The worst thing about the World Series is the day off between Games 2 and 3. We haven’t seen enough actual baseball to make useful conclusions, but the demand for narrative-churning argle-bargle is as great as ever.
Thus, the City of Kansas Royals and the Francisco of San Giants took Thursday off to consider the intriguing world order that comes when two disparate but relatively even teams run into each other repeatedly.
And the rest of us demanded to know why Bruce Bochy turned into an idiot, why Hunter Strickland can’t be shipped out of town in a steamer trunk, how Tim Lincecum is going to contrive standing next to the umpires for the seventh-inning stretch when the Royals are on the field, and why World Series titles just don’t automatically fall into the Giants’ collective lap based on its essentially Giant-y Giantness.
The answer to the last one is easy -- because winning is harder than the Giants made it look in 2010 and ’12. And the rest of it is simply the vagaries of the game. Bochy tried to hit on 16 and pulled an eight. Strickland is learning face-first how a fast fastball isn’t treated with respect when it is also flat. And Lincecum, well, who the hell knows any more? Certainly not the Timmy-centric portion of the fan base. But the heart wants what the heart wants, and the heart is typically as delusional as it is adamant.
But the next three games will provide a sense of order that the series has not yet produced. Three games in succession, where normal bullpen rules are more likely to be applied, and the players have a better idea of what their opponents believe them capable.

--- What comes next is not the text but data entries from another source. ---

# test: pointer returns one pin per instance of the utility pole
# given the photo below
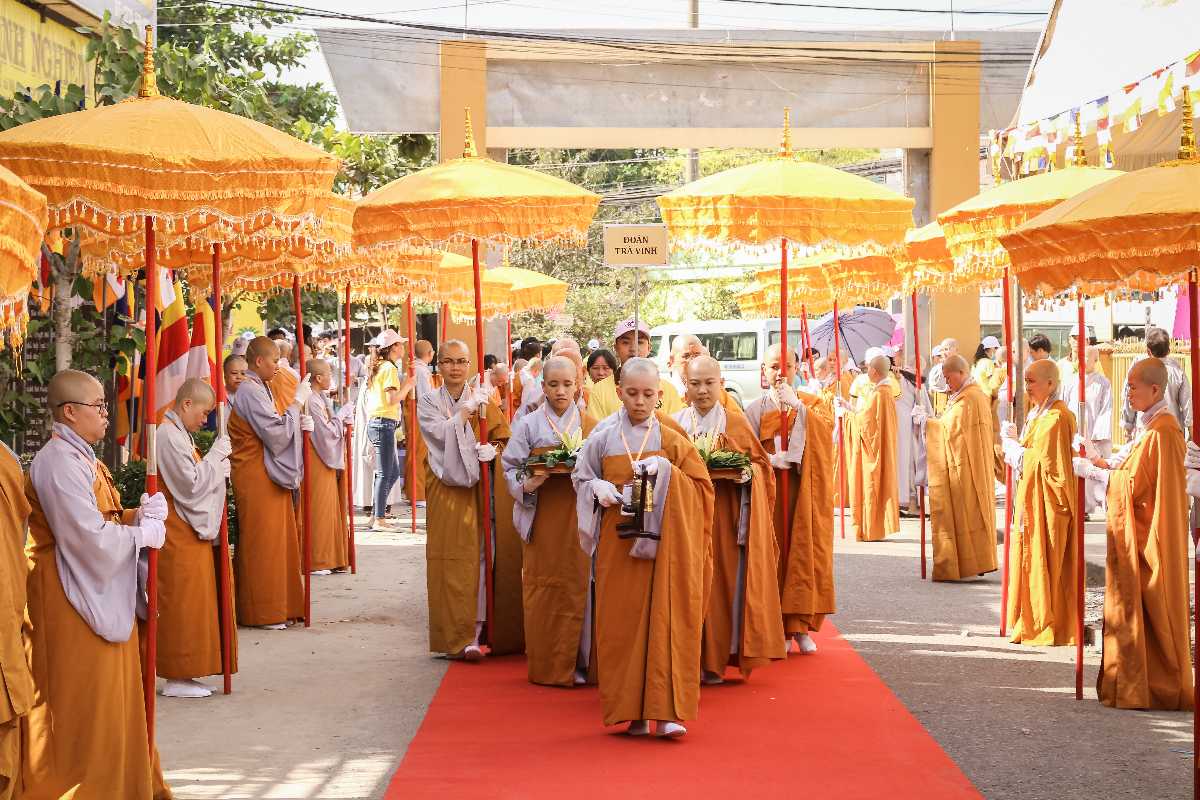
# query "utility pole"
(691, 163)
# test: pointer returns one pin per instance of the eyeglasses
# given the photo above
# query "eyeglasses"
(100, 407)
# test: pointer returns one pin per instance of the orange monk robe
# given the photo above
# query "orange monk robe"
(556, 573)
(649, 612)
(267, 563)
(87, 731)
(189, 643)
(805, 575)
(743, 621)
(961, 486)
(874, 482)
(17, 693)
(1147, 657)
(1042, 593)
(454, 549)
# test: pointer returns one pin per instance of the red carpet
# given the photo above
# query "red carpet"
(819, 726)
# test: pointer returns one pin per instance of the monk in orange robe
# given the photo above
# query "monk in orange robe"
(189, 578)
(652, 584)
(456, 577)
(267, 469)
(743, 621)
(871, 434)
(87, 729)
(805, 566)
(556, 572)
(17, 695)
(1042, 591)
(1147, 654)
(327, 459)
(961, 482)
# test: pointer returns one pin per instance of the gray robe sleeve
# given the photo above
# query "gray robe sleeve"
(197, 488)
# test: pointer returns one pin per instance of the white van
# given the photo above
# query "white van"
(737, 344)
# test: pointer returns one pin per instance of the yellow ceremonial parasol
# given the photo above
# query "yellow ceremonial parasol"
(1141, 229)
(23, 224)
(473, 199)
(149, 163)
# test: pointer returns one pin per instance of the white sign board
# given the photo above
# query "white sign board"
(635, 245)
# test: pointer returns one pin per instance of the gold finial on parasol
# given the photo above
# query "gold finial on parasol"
(1079, 157)
(468, 143)
(149, 84)
(1188, 138)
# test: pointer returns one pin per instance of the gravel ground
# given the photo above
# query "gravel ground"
(328, 713)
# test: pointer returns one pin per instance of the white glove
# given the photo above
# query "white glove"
(153, 507)
(304, 391)
(1192, 457)
(606, 494)
(151, 533)
(649, 465)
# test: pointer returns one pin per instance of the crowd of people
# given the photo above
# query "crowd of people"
(647, 533)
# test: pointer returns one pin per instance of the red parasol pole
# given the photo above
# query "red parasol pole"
(921, 489)
(784, 433)
(1080, 512)
(306, 509)
(1194, 332)
(843, 483)
(348, 439)
(1008, 470)
(225, 595)
(485, 477)
(411, 433)
(151, 428)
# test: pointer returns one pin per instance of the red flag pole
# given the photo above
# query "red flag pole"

Indeed, the only wild card left to deal with is the fact the Royals could be unfamiliar with the vagaries of the Giants’ ballpark -- the Inebriate Navy, the garlic fries, the bullpens on the field, the pitching mound, the occasional wind, the everything-must-be-sold-at-thrice-retail pricing strategy, the right-center field space that has recently been zoned for residential expansion, and the twilight shadows.

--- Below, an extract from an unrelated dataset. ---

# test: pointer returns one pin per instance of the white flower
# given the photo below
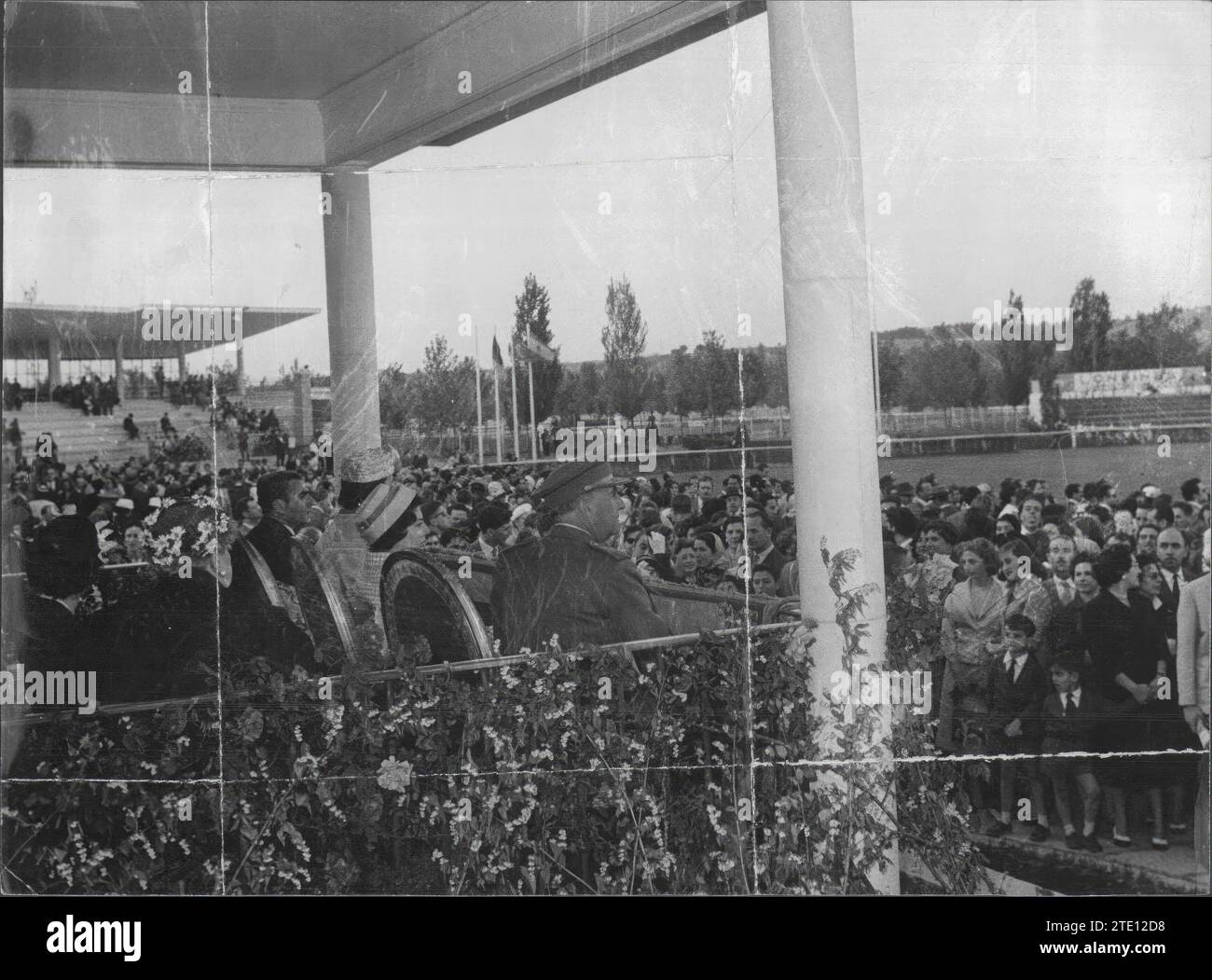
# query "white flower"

Only four Royals starters -- Omar Infante, Alcides Escobar, Nori Aoki and Lorenzo Cain -- have ever hit there, and only Infante evades the Small Sample Size Police. Only one pitcher, Game 3 starter Jeremy Guthrie, does the same, if you call 50 hitters faced a sufficient deterrent to the 3SP. In other words, if Le Grande Telephone has magical powers or just nasty quirks, they may rear their ugly little tentacles in the next three days.
But I wouldn’t bet on it.
The idiosyncrasies of the first two games are likely to be sanded down and assimilated into a larger and more coherent piece starting Friday. World Series tend to find their own equilibrium right about this stage of the proceedings, and besides, if you’re still looking for outliers, you need only to look at one factor.

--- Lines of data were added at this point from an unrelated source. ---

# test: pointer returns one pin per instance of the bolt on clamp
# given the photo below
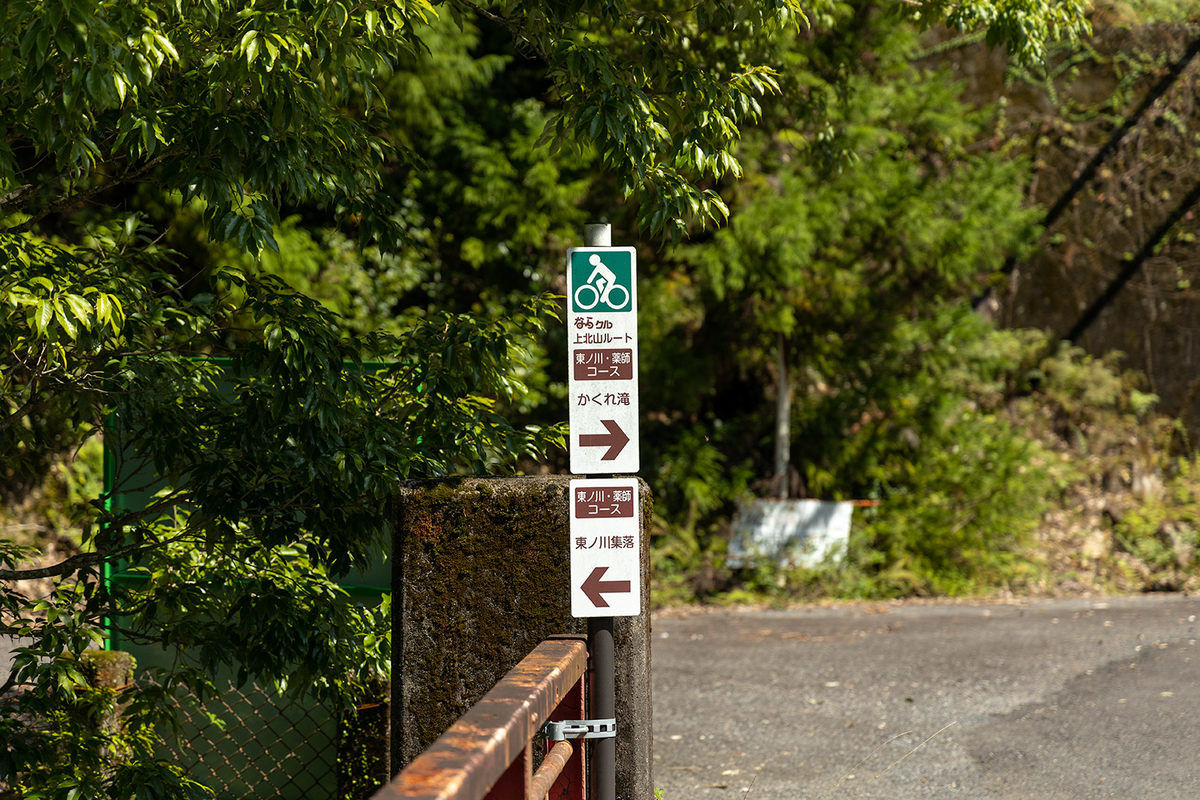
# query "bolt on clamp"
(580, 729)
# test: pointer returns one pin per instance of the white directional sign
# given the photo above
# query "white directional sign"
(601, 320)
(606, 548)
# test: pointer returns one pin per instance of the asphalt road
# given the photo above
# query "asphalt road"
(1075, 698)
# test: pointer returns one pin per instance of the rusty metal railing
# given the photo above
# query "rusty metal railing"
(489, 752)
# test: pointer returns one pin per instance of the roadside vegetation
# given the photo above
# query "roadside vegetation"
(820, 202)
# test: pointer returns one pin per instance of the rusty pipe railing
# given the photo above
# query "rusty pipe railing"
(489, 752)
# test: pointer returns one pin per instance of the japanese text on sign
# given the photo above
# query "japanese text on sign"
(603, 501)
(604, 365)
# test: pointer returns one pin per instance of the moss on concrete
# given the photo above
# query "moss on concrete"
(481, 571)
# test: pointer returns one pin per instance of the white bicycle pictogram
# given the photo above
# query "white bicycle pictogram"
(603, 284)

Tim Lincecum -- Zen Warlock, Improvisational Comedian, Otherworldly Existentialist, and The Narrative That Will Live On Even After All Of Us Are Long And Safely Dead. Name-That-Telecom-Company Ballpark may be The House That Bonds Built, but it is also The House That Lincecum Painted Paisley, Plaid And Purple with the Cheeto-color Trim.
And let’s face it, kids -- he will haunt the joint forever, beginning again tomorrow evening.